This Wallflower Blossomed
In June 1999, my life took on a new shade of rosiness as I was introduced to an exciting new medium: paint. This was the first of three summers in which I would participate as an artist’s apprentice at the city of Albuquerque’s Art Summer Institute (ASI). That first summer at ASI, we delved into painting; there was no hesitation. Large buckets of house paint clanged as they hit the ground. Because of the seemingly never-ending supply of paint, we were prompted to use the paint liberally, creating gestural pieces that possessed a certain “painterly quality.”
That first year, my sophomore year, I was very shy and reserved. Being thrust into my apprenticeship, I was not only excited about being paid to create art, but I was nervous about working with real live artists. As everyone knows, it is not easy making a living as an artist. So, to me, these artists, who were all very eloquent, passionate, and outspoken, were like Gods. Not only did I want to learn everything they had to teach, but I wanted to share their self-assuredness and confidence. By the end of the third summer, I reached my goal.
During the second summer, just after my junior year, I used art as a kind of therapy. Like most teenagers, I found my junior year to be extremely stressful: I had tons of homework, spent most of my day at school, then went to work for 16 hours a week. In addition to this stress, my friends were changing as everyone grew up at different paces and gained new and varying interests. One of the most painful experiences was watching the friendship between my best friend of eleven years and I end. Nothing could be done about it. We had simply become different people and the old friendship that had gotten us through our adolescent years no longer supported our changing roles in society. But what does someone do when she has lost that person that she spent more time with than even her own sister? I had grown up being the “follower” and my best friend had been the “leader.” Who was I to follow now? More importantly: who was I?

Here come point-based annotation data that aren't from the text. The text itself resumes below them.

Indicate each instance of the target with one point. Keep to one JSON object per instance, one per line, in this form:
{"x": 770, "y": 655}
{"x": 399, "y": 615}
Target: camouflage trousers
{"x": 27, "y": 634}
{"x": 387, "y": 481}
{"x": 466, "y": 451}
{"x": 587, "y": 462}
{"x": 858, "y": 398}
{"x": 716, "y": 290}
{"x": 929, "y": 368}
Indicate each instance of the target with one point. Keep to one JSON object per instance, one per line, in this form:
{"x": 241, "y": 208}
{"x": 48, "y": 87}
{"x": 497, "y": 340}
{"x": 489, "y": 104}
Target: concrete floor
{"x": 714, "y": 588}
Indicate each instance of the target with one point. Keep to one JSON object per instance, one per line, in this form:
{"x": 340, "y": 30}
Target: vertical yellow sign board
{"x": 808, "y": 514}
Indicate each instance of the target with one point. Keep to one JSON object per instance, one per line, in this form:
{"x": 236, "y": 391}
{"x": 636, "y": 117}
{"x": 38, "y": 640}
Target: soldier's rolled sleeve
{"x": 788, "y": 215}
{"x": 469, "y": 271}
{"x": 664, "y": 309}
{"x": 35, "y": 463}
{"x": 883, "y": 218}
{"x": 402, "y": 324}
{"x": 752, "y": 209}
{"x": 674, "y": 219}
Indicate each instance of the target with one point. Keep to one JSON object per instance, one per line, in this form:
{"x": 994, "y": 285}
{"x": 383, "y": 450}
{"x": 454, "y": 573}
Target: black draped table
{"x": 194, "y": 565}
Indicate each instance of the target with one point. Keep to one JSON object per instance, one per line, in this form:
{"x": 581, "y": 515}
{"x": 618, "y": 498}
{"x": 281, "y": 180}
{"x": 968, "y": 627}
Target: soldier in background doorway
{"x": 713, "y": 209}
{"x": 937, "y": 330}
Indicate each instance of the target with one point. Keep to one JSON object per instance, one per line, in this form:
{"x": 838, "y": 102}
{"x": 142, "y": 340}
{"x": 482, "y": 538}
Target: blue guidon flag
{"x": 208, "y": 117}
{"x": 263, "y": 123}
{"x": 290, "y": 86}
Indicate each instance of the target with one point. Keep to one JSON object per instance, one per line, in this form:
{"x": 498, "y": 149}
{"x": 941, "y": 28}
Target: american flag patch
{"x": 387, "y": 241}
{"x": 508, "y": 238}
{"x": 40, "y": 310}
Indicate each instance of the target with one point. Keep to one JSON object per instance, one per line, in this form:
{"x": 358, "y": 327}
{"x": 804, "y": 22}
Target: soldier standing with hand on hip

At ASI that summer, I immersed myself in art. My pieces came from the soul and they spoke about what lies within us all: the hopes, fears, laughter, lies, deception, beauty, etc. I worked intensively on one crayon-based self-portrait. The triptych stood about five feet tall and was made out of plywood and drizzled crayon wax that had been melted by a blow-torch. By expanding my understanding of media, I greatly increased my abilities and possibilities as an artist. I learned to be more independent as I talked to the other apprentices. As they quickly welcomed me into their lives, I slowly welcomed them into mine. It even turned out that those very same artists that I had looked up to as omniscient beings when it came to art, helped me find myself as a person. They encouraged me to believe in myself as an artist by always asking my opinion about decisions and making sure that I helped them critique all of the art.
The following summer (summer of 2001), I was welcomed back to the program as an assistant to the painting instructor. As the assistant, I helped set up every project, sometimes got to join in the activity myself, and even got to help instruct the new apprentices. People came to me for help because they now saw in me something similar to what I had always seen in my instructors. It was amazing! I was in a most precious position in which I could give to the new apprentices what my instructors had given to me: a new lust for life in which I felt invincible! That final summer left me with a feeling of euphoria: I now know that I should never fear the things to come because, somehow, they always work out in the end. You just have to learn to open up your heart and trust those around you.